At the end of April we were on the move again, this time to Breau Bridge, Louisiana, in the
heart of Cajun country. I continued studying the birds in their waterside habitats – sometimes in the drained crawfish ponds which were being prepared for rice planting – where huge flocks of egrets picked off the remaining crustacians before they burrowed down into the mud, and also in the beautiful swamps, where sunlight filtered down between curtains of soft Spanish moss. I did small paintings en plaine air on the bank of a lake, and in the fields shaded by live oaks. When I came home, this time I started a series of Louisianna swamps. They provided an infinite range of subtle greens – both warm and cool. I finished a 12×16 oil study and had an 18X24 oil underway, when one morning I was struck by the beauty of two colors that I had used the night before on the canvas against light warm colors, and how different they looked surrounded by the dark of the palette.
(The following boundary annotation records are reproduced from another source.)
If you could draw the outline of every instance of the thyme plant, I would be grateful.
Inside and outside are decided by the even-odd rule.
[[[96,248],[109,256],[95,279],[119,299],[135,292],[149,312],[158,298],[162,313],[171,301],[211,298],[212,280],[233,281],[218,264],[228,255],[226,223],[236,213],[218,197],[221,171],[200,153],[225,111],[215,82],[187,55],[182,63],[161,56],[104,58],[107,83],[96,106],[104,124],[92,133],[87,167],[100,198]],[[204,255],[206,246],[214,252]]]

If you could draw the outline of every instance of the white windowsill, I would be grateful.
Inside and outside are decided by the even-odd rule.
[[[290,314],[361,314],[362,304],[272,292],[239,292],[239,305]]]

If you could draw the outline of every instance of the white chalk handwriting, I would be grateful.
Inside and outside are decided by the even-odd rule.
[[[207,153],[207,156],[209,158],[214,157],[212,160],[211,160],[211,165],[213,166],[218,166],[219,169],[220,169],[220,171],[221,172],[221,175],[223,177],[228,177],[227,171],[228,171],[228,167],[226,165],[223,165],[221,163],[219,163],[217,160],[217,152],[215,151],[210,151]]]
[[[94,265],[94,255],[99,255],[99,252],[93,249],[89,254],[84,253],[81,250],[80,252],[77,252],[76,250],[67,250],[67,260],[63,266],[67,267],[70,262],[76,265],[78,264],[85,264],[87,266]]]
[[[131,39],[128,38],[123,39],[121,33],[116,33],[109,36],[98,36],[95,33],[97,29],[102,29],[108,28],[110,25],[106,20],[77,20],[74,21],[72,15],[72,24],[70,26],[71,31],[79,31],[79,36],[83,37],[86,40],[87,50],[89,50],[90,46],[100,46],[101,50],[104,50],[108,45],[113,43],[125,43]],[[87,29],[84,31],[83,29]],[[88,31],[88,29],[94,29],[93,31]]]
I immediately put away the work in progress and grabbed a sheet of canvas paper, tacked it to a board and started exploring how those two colors interacted with a variety of other hues – cooler or warmer, lighter or darker. I used the palette knife and just laid down blocks of color, and soon I had shapes with dimension and volume, and space with depth, some colors popping off the page, and others receding. It was a very engaging and thought provoking exercise, and held my interest from July through December and on into 2016.